Future study protocols should focus on obtaining cotinine levels in children deemed to be at high risk for SHSe. Using a validated SHSe survey may be useful in identifying these children. Another limitation of the study involved the timing of the urinary specimen collection. The lead author (C.M.B.) has conducted a prior study evaluating biomarkers in pediatric OSA; therefore, there were well-established protocols for urine sample collection at the conclusion of the sleep study.31 When considering our study design, we noted that the half-life of cotinine is 16 to 19 hours32; therefore, the timing of urine collection may possibly have attenuated cotinine levels because the participant had been in a smoke-free environment for 10 or more hours before collection. Finally, we did not assess for vaping or e-cigarette smoking in this study; therefore, further research is needed to determine whether exposure to vaping aerosol is associated with pediatric OSA severity.
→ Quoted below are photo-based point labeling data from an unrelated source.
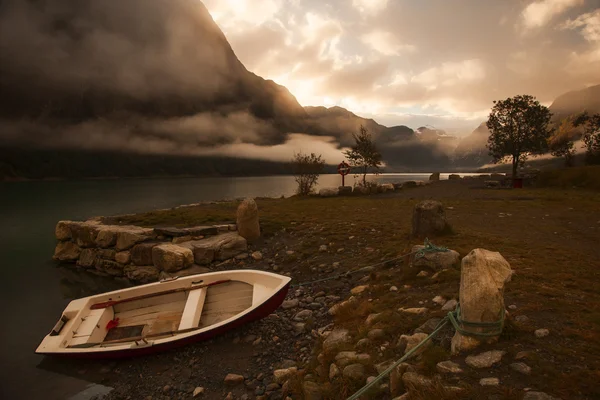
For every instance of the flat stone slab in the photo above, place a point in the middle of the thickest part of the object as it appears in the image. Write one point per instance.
(193, 231)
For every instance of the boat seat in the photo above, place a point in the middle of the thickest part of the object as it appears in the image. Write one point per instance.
(93, 327)
(193, 309)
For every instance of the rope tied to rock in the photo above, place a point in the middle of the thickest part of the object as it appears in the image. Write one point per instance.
(452, 317)
(429, 248)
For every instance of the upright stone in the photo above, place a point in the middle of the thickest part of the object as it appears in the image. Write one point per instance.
(429, 219)
(171, 258)
(483, 276)
(247, 220)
Although our study added to the body of literature on SHSe and OSA severity, data regarding the association of SHSe with pediatric OSA treatment outcomes remain limited. Additional research is needed to determine whether SHSe affects outcomes in children undergoing adenotonsillectomy for OSA. Furthermore, it remains unknown whether children with SHSe are more likely to have persistent disease after surgery and whether modifying exposure reduces this risk.
Conclusion
This cohort study found that urinary cotinine levels were not associated with OSA severity quantified using PSG parameters (AHI level and nadir oxygen saturation). Furthermore, among this study population, SHSe assessed by urinary cotinine levels was not found to be associated with an increase in the likelihood of having severe OSA. The small sample size limited the ability to identify meaningful associations. Additional research with a larger sample size is needed to better understand the potential relationship between SHSe and SDB in children and to determine whether SHSe affects OSA treatment outcomes.